Ps: come sempre, grazie a Barbara per le preziose segnalazioni.
Pps: e grazie anche a Danilo!

“Yukyo Mishima e la donna gravitazionale – Esordi di letteratura femminile nel Giappone del ventesimo secolo” di Elena Faccenda

paul binnie Hyakunen no Hana
Paul Binnie, dalla serie “Hyakunen no Hana”

Avete mai sentito parlare delle suffragette giapponesi?

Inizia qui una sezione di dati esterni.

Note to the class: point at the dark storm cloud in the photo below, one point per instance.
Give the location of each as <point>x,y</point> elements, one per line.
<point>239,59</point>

Sfogliando una raccolta di saggi sulla letteratura femminile giapponese, mi imbatto in un scritto firmato da Yukyo Mishima che aveva come tema principale il narcisismo. Il celebre scrittore Mishima quasi non merita introduzioni; è sicuramente ricordato per i suoi libri gettonati ed i suoi gesti estremi. Io, personalmente, non sono mai stata un’appassionata delle sue opere. E’ forse perché i suoi contenuti rimettono quest’immagine del Giappone un po’ idealizzata, quasi epica e romantica, che lo fa apparire come uno stato d’eccezione senza paragoni. Detto questo, non vorrei suonare critica o saccente, ma penso che anche l’atto di amare necessiti qualche regola; amare il Giappone significa considerare in egual misura i suoi pregi ed i suoi difetti. Quindi, se dal lato positivo abbiamo fiori di ciliegio, folklore irriducibile, tecnologia avanzata e via discorrendo, dal lato negativo avremo quasi certamente un distinto grado di ineguaglianze sociali, che siano esse relative ad origini etniche, status economico, classe o sesso.

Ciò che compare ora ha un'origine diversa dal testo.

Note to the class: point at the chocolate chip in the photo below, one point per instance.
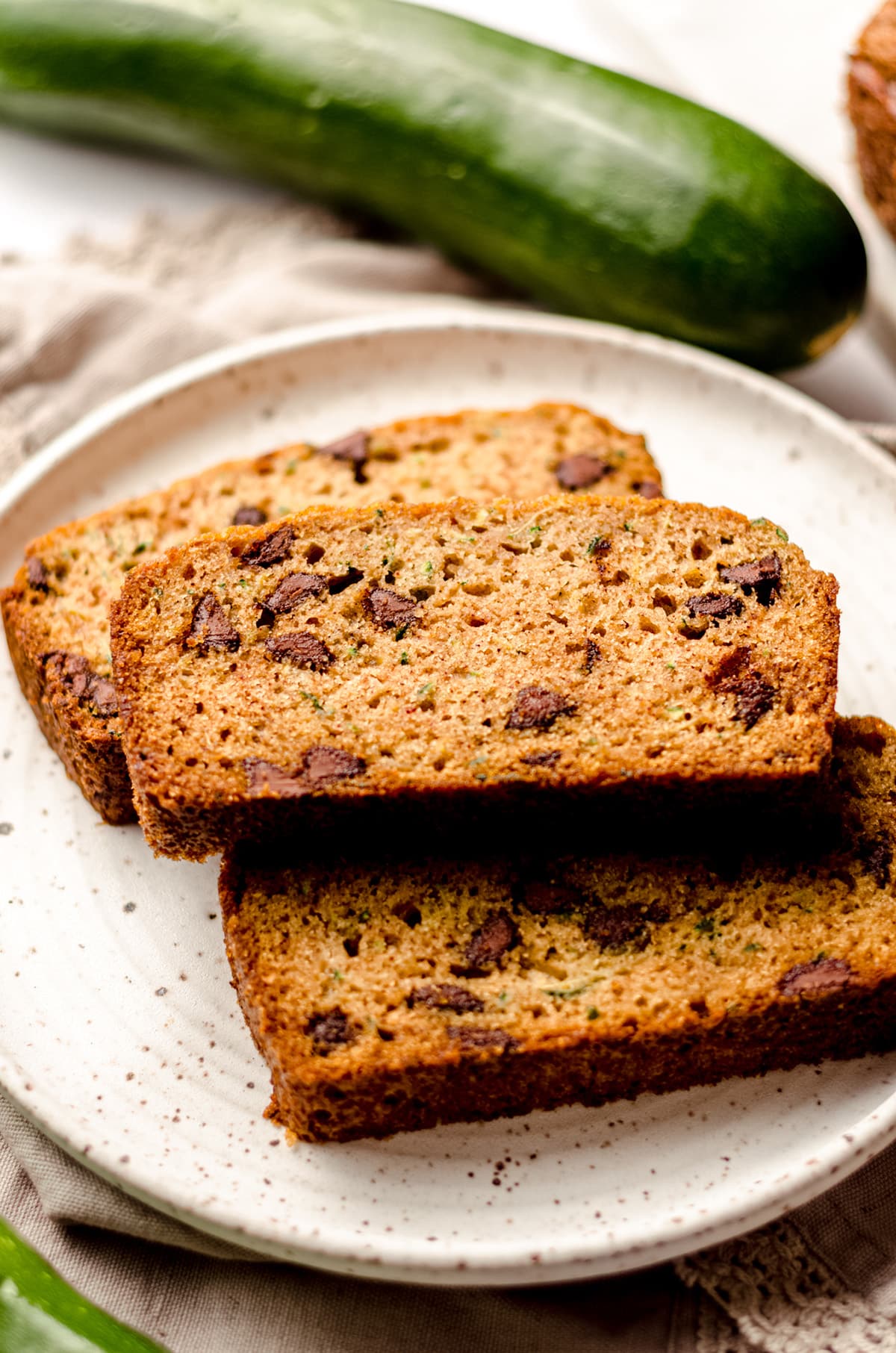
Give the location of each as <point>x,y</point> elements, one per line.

A proposito di quest’ultimo fattore, sarebbe interessante dare un’occhiata al saggio che ho citato innanzi. Vorrei chiarificare che il termine “narcisismo” in questo caso non ha l’accezione negativa che la parola italiana induce a pensare, ma si riferirebbe piuttosto ad una capacità intellettiva che permette al saggio di distinguere il corpo dalla mente. Il corpo, ci insegnano i grandi filosofi dell’antichità, non è altro che il contenitore putrido dell’anima; in esso la sporcizia immonda della materialità viene accumulata. L’anima è l’intelletto, quel nobile fulgore che fa luce sulla verità e combatte l’ignoranza. Gli uomini, dice Mishima, possono isolare la mente dal corpo, e questa, volando fuori dal corpo stesso, è in grado di osservarlo e osservarsi, generando così consapevolezza. Questo fenomeno è definito “narcisismo”, ossia l’amore per la consapevolezza di se stessi. Purtroppo, Mishima non dispensa la stessa benevolenza verso le donne, e anzi si prodiga in una spiegazione quasi scientifica dei motivi per cui una donna non può beneficiare degli stessi privilegi.

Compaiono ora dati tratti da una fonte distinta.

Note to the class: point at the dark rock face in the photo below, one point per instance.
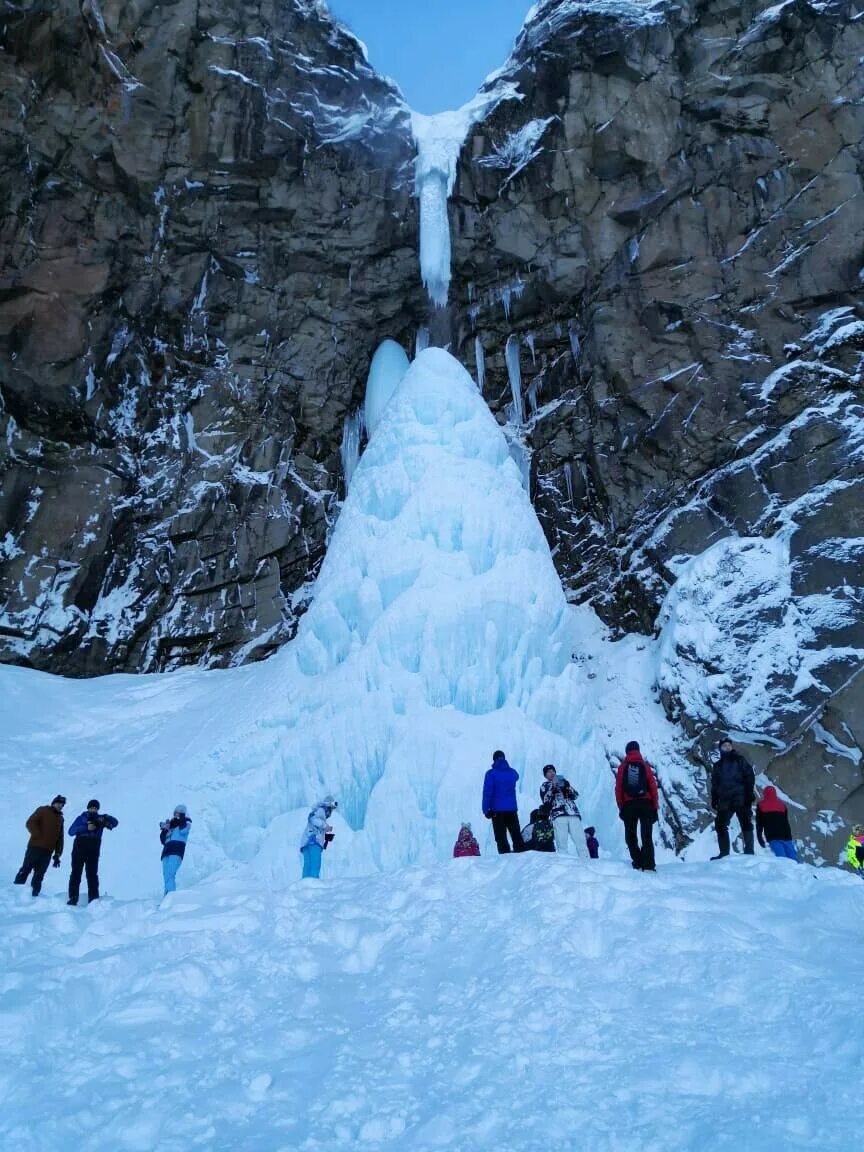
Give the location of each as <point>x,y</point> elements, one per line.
<point>198,250</point>
<point>671,230</point>
<point>209,225</point>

La mente di una donna, infatti, non può librarsi e quindi divenire atto di consapevolezza in quanto inibita dalla pressione gravitazionale dell’utero. Ebbene sì. Per Mishima, l’utero è come una zavorra di elevato tonnellaggio che mantiene le donne incollate alla più spregevole mondanità. Lo scatenato Mishima persevera poi nella sua dissertazione fornendo ulteriori chiarificazioni allo scopo di documentare la sua teoria, ossia comparando le donne ai “rettili dei tempi antichi”, i quali possedevano cervelli sia nella parte superiore che inferiore del corpo. Così, la donna sventurata sembrerebbe possidente di non uno, ma bensì due cervelli (o aeree di controllo, per essere più specifici): uno in testa (il cervello “anatomico”) e uno nell’utero. La mente anatomica della donna, impossibilitata dal poter volar liberamente via dal corpo, è perciò inconsapevole.
Una donna inconsapevole, è una donna intellettualmente inferiore.

La traduzione inglese del saggio “Sul narcisismo” è contenuto in una collezione di scritti che documentano la presa di coscienza delle donne scrittrici in Giappone a partire dai primi decenni del ventesimo secolo, e le reazioni ad essa relative. “Woman Critiqued” – (“La donna analizzata”, questo è il titolo della raccolta) rappresenta il percorso doloroso che le scrittrici hanno dovuto, e ancora oggi devono affrontare per vincere gli stereotipi. Nel 1908, un gruppo di intellettuali aveva decretato ad un raduno che una donna potesse scrivere solo ciò che fosse inerente al proprio sesso; era cioè auspicabile che ella concentrasse i suoi ozi letterari (quando questi non ostacolavano i suoi doveri di moglie e madre) sul sentimentalismo e o su temi che riguardassero la maternità. Accusata di imitare gli uomini nella scrittura, di peccare di moderazione, di non aderire a predeterminati canoni di eleganza e contegno, la donna scrittrice avrebbe dovuto esprimersi attraverso principi di femminilità sanciti dagli uomini e cristallizzati nel tempo. Una donna che non agisce da tale, dicevano questo nutrito gruppo di eruditi, non può essere minimamente presa in considerazione, e di conseguenza “non ci disturberemo a leggere i suoi scritti”.

Hiratsuka Raichō
Hiratsuka Raichō

Per Rebecca Copeland, traduttrice e commentatrice del convivio, tale affermazione stava a significare che la scrittrice donna non veniva considerata per la natura delle sue opere e dalla qualità che da esse ne derivava, ma veniva bensì valutata per l’immagine che dava di sé. Non è un caso che, in quello stesso periodo, venissero ingaggiati giornalisti scandalistici al fine di inventare o riportare fatti di minore importanza circa la vita delle scrittrici. Yukiko Tanaka riporta ad esempio il caso della scrittrice Otake Benikichi, citata nei giornali per essere stata vista bere un cocktail popolare tra i modaioli dell’epoca. Beh, sicuramente tali azioni dovevano suscitare scalpore durante il primo decennio del ventesimo secolo, mentre al giorno d’oggi lo stesso gesto non ci solletica neanche. Ma allora, come spiegare le posizioni di Mishima nel 1966, quando scrisse quel saggio sul narcisismo? Possibile che nell’arco di cinquanta anni la causa femminile non fosse andata avanti in Giappone?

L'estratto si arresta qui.